Certe cose ci puntano contro il dito e ridono.
Certe cose
si nascondono agli occhi della gente
e si odono
piangere sommessamente.
Certe cose cadono dal cielo:
cose nere informi, mostri
della notte e terrore
dei giorni.
Certe cose sembrano essere state predisposte
da Dio e dal Diavolo.
Certe cose sembrano nate in un abisso
e cresciute nelle tenebre.
Certe cose portano l’immagine della bontà
come se il fuoco
ve l’avesse scolpita in bassorilievo.
Certe cose ridono fino a divenire teschi
e poi continuano a ridere.
Certe cose sono come alberi di pesco,
portano a lungo frutti verdi.
Certe cose sono come il vino che uno beve
soltanto per ubriacarsi.
Certe cose colpiscono
il cuore come un colpo di gong,
così che poi risuona a lungo.
Certe cose schiacciano il cuore come se fosse
uno scarafaggio.
Ed è orribile, come spiaccicare
uno scarafaggio.
Certe cose sono come il fulmine:
possono essere guidate
anche se pericolose.
Certe cose sono come pensieri dal piede pesante,
hanno il piede pesante anche se abitano il cielo.

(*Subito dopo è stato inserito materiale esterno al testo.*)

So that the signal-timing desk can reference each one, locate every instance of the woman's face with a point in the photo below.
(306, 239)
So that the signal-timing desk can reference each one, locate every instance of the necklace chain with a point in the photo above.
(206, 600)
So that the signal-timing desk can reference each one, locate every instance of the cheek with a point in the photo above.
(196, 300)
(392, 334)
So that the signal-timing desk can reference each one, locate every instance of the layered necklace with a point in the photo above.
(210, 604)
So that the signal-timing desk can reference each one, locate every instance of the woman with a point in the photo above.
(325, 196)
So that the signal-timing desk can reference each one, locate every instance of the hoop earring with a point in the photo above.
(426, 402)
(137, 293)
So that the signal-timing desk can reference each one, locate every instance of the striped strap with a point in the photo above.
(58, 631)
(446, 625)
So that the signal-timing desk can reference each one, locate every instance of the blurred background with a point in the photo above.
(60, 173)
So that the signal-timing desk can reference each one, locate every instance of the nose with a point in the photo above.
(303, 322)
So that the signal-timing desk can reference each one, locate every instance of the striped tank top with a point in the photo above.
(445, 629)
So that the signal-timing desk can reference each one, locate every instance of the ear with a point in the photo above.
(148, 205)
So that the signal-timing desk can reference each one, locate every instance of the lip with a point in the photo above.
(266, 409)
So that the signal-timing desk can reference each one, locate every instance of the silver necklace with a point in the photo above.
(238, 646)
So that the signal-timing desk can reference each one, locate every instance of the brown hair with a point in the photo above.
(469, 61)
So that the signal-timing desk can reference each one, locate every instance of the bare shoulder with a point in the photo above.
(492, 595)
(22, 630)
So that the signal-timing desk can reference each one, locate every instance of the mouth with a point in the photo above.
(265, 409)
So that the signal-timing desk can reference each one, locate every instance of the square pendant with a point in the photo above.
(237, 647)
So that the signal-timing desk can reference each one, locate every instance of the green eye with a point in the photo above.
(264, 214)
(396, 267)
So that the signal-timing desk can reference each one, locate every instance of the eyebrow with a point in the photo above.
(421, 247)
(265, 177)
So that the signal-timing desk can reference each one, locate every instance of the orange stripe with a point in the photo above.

Certe cose sono come le aquile.
Vivono in alto –
possono benissimo dimenticare la valle.
Certe cose sono come il terremoto:
utilizzano tutte le nostre paure.
Certe cose sono come la Bellezza che è morta da tempo:
solo l’acqua profonda del pozzo può lavarle e destarle.

Letta da Vincenzo Costantino “Cinaski”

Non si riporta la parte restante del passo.